New York Banking Law
Change of State Bank Into National Banking Association by Conversion, Merger or Consolidation
§ 137. Change of state bank into national banking association by conversion, merger or consolidation.
1. A state bank may, by vote of the stockholders owning at least two-thirds in amount of its stock, convert into, or merge or consolidate with, a national banking association under the charter of a national banking association in the manner provided by federal law and without approval of any state authority.
2. The franchise of a state bank as a state bank shall automatically terminate when its conversion into or its merger or consolidation with a national banking association under a federal charter is consummated and the resulting national banking association shall be considered the same business and corporate entity as the state bank, although as to rights, powers and duties the resulting bank is a national banking association.

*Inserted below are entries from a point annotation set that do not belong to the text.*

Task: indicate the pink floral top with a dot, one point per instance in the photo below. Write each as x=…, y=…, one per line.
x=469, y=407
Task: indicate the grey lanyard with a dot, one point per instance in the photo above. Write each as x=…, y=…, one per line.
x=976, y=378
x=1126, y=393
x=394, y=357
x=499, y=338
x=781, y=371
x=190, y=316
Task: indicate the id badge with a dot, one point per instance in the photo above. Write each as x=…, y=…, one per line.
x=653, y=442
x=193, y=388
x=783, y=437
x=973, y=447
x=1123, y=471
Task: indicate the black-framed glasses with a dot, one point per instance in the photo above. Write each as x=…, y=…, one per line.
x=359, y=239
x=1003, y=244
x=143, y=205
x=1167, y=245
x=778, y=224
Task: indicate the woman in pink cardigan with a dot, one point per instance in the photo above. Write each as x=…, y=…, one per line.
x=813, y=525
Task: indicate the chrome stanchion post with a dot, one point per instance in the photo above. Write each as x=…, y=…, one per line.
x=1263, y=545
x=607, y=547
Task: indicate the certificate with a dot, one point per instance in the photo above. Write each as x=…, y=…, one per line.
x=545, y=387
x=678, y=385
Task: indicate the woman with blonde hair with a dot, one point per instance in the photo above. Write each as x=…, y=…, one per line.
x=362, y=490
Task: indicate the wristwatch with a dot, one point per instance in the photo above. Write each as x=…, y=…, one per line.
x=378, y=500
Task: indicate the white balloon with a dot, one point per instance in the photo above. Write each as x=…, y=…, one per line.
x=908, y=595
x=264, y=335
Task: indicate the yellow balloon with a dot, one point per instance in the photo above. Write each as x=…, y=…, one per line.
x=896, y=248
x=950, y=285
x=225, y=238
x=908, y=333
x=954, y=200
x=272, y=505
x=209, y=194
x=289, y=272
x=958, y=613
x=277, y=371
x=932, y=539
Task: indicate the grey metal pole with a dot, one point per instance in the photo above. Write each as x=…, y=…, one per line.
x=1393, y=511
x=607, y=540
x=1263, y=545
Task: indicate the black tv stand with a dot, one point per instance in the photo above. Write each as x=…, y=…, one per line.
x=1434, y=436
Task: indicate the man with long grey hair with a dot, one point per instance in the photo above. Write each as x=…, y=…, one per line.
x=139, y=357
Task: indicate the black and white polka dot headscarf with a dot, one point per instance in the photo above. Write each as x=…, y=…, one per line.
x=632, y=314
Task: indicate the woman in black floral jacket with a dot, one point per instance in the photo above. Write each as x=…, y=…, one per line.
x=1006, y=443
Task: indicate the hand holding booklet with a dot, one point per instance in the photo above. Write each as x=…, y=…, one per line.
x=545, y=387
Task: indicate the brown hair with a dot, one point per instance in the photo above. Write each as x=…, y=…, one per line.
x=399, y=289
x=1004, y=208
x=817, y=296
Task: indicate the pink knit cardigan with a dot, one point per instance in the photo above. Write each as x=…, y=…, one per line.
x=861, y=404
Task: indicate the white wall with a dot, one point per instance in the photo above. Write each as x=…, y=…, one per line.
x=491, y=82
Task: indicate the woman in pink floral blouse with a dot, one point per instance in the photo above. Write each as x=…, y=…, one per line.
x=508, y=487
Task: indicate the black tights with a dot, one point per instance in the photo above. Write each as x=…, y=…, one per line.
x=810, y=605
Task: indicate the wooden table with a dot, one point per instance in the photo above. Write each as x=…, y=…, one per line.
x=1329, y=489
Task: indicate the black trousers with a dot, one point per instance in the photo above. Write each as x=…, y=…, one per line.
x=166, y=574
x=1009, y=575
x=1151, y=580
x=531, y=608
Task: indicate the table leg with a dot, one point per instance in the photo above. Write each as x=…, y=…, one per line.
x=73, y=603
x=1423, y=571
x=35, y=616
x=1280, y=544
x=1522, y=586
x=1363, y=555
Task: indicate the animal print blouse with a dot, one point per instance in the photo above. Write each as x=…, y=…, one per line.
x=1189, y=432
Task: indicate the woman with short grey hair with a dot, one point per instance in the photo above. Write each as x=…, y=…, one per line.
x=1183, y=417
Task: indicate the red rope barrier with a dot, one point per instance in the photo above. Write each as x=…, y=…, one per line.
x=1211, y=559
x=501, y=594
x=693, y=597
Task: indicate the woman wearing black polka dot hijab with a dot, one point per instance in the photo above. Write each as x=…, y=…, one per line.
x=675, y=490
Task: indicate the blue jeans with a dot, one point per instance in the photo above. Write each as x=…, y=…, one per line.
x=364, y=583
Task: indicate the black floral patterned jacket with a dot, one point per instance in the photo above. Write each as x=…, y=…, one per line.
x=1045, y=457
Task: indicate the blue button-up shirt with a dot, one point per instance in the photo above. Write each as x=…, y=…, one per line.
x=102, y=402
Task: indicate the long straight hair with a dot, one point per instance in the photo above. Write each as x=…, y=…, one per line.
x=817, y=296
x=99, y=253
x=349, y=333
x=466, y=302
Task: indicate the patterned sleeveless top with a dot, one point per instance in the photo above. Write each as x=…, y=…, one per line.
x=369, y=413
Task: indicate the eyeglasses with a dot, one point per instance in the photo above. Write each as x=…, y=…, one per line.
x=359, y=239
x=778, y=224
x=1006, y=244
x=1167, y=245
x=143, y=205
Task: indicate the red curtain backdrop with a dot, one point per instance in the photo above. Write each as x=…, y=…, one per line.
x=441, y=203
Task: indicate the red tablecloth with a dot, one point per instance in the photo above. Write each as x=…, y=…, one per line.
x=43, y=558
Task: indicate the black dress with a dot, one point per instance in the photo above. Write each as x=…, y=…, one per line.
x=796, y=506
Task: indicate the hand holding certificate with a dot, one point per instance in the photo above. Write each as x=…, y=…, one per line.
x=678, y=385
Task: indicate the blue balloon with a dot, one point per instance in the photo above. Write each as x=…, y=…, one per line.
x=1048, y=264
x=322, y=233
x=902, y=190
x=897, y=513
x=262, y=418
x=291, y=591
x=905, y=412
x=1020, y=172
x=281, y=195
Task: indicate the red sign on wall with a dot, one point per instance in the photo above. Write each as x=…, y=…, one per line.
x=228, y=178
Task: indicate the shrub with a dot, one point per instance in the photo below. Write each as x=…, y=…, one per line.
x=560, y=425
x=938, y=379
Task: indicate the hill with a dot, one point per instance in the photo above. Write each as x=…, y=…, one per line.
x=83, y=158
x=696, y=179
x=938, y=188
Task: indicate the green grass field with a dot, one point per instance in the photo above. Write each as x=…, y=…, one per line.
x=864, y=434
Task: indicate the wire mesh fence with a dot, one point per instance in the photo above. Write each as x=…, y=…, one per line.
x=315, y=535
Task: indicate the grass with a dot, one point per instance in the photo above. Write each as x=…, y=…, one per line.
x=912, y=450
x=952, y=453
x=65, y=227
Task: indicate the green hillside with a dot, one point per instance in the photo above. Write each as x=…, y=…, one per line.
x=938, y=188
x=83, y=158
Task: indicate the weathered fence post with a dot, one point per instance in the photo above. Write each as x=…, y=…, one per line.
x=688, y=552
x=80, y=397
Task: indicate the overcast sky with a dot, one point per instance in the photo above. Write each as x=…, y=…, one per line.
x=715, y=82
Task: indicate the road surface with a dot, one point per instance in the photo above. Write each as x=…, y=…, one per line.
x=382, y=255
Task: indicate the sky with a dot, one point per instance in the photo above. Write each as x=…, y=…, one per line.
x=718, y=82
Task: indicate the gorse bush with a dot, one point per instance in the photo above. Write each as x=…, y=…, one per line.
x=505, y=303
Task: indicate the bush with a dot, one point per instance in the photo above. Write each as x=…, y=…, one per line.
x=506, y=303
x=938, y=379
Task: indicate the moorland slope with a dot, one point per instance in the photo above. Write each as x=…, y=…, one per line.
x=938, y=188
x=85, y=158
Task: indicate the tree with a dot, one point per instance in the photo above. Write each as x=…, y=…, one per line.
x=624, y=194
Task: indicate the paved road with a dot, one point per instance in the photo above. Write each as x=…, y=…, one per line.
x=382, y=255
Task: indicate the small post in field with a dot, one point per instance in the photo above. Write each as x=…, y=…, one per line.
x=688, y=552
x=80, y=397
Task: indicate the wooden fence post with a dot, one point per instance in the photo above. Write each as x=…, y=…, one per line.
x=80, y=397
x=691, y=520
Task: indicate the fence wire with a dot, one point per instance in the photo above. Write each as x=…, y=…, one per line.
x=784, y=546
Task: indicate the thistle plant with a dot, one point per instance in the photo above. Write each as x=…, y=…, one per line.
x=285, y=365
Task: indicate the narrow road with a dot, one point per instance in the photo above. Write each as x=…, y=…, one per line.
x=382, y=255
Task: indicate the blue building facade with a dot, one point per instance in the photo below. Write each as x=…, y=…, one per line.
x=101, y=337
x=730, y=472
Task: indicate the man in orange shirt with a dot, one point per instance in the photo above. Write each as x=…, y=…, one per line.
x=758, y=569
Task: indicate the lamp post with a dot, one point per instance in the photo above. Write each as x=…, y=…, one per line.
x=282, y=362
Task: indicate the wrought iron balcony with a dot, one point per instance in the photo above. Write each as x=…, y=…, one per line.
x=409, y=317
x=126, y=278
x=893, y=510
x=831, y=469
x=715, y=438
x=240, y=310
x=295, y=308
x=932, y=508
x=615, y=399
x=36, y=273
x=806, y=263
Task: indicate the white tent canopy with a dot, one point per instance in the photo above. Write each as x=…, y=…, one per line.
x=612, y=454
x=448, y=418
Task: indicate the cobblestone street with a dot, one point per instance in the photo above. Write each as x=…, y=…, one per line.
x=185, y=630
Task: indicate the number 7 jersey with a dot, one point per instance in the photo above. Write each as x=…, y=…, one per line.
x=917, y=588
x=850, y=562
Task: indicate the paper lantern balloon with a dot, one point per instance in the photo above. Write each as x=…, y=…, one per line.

3. At the time when such conversion, merger or consolidation becomes effective (a) all of the property, rights, powers and franchises of the state bank shall vest in the national banking association and the national banking association shall be subject to and be deemed to have assumed all of the debts, liabilities, obligations and duties of the state bank and to have succeeded to all of its relationships, fiduciary or otherwise, as fully and to the same extent as if such property, rights, powers, franchises, debts, liabilities, obligations, duties and relationships had been originally acquired, incurred or entered into by the national banking association; provided, however, that nothing in this section shall be deemed to authorize the national banking association to maintain as its own office any office previously maintained by the state bank, and authority, if any, to maintain any such office shall be governed by applicable federal law;
(b) any reference to the state bank in any contract, will or document, whether executed or taking effect before or after the conversion, merger or consolidation, shall be considered a reference to the national banking association if not inconsistent with the other provisions of the contract, will or document;
(c) a pending action or other judicial proceeding to which the state bank is a party, shall not be deemed to have abated or to have discontinued by reason of the conversion, merger or consolidation, but may be prosecuted to final judgment, order or decree in the same manner as if the conversion, merger or consolidation had not been made; or the national banking association may be substituted as a party to such action or proceeding, and any judgment, order or decree may be rendered for or against it that might have been rendered for or against the state bank if the conversion, merger or consolidation had not occurred.
4. As used in this section, the term “state bank” means any bank, trust company or other banking organization engaged in the business of receiving deposits other than a mutual savings bank. For purposes of merger or consolidation under this section the term “national banking association” means one or more national banking associations, and the term “state bank” means one or more state banks.